Prior to joining Picard Kentz & Rowe in January 2025, Dan served for nearly eighteen years as an attorney-advisor at the Office of the United States Trade Representative, rising to the level of Chief Counsel for Litigation. While at USTR, he litigated and served as head of U.S. delegations during all phases of WTO dispute settlement proceedings, including government-to-government consultations, panel proceedings, Appellate Body review, compliance proceedings, and arbitrations concerning compliance periods and countermeasures.  Dan participated in dozens of international trade disputes at the WTO, under NAFTA, under USMCA, and under the Softwood Lumber Agreement of 2006 between the United States and Canada.  At the WTO, among other things, Dan successfully defended the U.S. Commerce Department’s methodology for analyzing subsidies provided by Chinese public bodies and, for the first time in almost two decades and after a long series of U.S. losses, persuaded a WTO dispute settlement panel in 2019 to find in favor of the United States on Commerce’s use of zeroing in antidumping proceedings.

Dan also advised policy clients and senior U.S. government officials at USTR, in the Executive Office of the President, and throughout the executive branch.  He served as lead counsel and lead negotiator for the negotiation of international trade agreements, including telecommunications mutual recognition agreements and other plurilateral and bilateral trade agreements.  He actively participated in and managed U.S. government interagency processes to formulate U.S. policies and strategies in trade negotiations and to resolve concerns about the practices of U.S. trading partners, including working with the Department of State, Department of the Treasury, Department of Commerce, Department of Agriculture, Department of the Interior, U.S. International Trade Commission, Federal Communications Commission, National Institute of Standards and Technology, the Environmental Protection Agency, and the Small Business Administration.
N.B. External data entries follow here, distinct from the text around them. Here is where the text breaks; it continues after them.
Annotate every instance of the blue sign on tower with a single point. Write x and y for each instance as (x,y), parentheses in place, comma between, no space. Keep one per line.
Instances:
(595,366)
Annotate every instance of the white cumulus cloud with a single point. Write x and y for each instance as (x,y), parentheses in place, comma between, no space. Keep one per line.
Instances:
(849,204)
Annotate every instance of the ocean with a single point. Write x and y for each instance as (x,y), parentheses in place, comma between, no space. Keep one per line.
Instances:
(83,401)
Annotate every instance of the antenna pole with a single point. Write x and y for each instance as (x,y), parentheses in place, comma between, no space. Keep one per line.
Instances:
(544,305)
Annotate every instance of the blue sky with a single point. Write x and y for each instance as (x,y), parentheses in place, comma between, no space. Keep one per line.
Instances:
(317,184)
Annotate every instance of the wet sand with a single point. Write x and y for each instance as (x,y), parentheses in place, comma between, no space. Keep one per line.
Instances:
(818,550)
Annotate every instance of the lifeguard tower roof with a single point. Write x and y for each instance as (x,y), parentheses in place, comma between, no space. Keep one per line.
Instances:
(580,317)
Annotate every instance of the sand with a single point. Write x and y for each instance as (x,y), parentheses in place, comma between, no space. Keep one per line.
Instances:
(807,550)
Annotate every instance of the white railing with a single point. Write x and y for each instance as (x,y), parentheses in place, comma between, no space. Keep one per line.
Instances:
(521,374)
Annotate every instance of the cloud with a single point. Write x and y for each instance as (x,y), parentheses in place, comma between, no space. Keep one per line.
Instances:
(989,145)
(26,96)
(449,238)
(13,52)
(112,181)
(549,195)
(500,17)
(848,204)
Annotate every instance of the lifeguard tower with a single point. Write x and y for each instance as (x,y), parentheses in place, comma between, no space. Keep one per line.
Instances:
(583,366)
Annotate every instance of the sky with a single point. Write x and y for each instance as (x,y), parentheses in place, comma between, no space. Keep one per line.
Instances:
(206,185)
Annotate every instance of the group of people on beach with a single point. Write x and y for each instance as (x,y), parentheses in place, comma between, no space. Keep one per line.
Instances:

Previously, Dan was an associate at a boutique law firm in Washington, DC, which specialized in international trade law.  The firm’s clients included U.S. producers of steel, bearings, and pencils, as well as tomato farmers, cattle ranchers, salmon fishers, and steelworkers’ unions.

Dan graduated from the Georgetown University Law Center, where he was a research assistant for Professor John H. Jackson and a fellow of the Institute of International Economic Law.  He received a B.A. with honors from the University of Florida, double-majoring in English and Economics and minoring in French.  As an undergraduate, Dan was elected to the Society Phi Beta Kappa.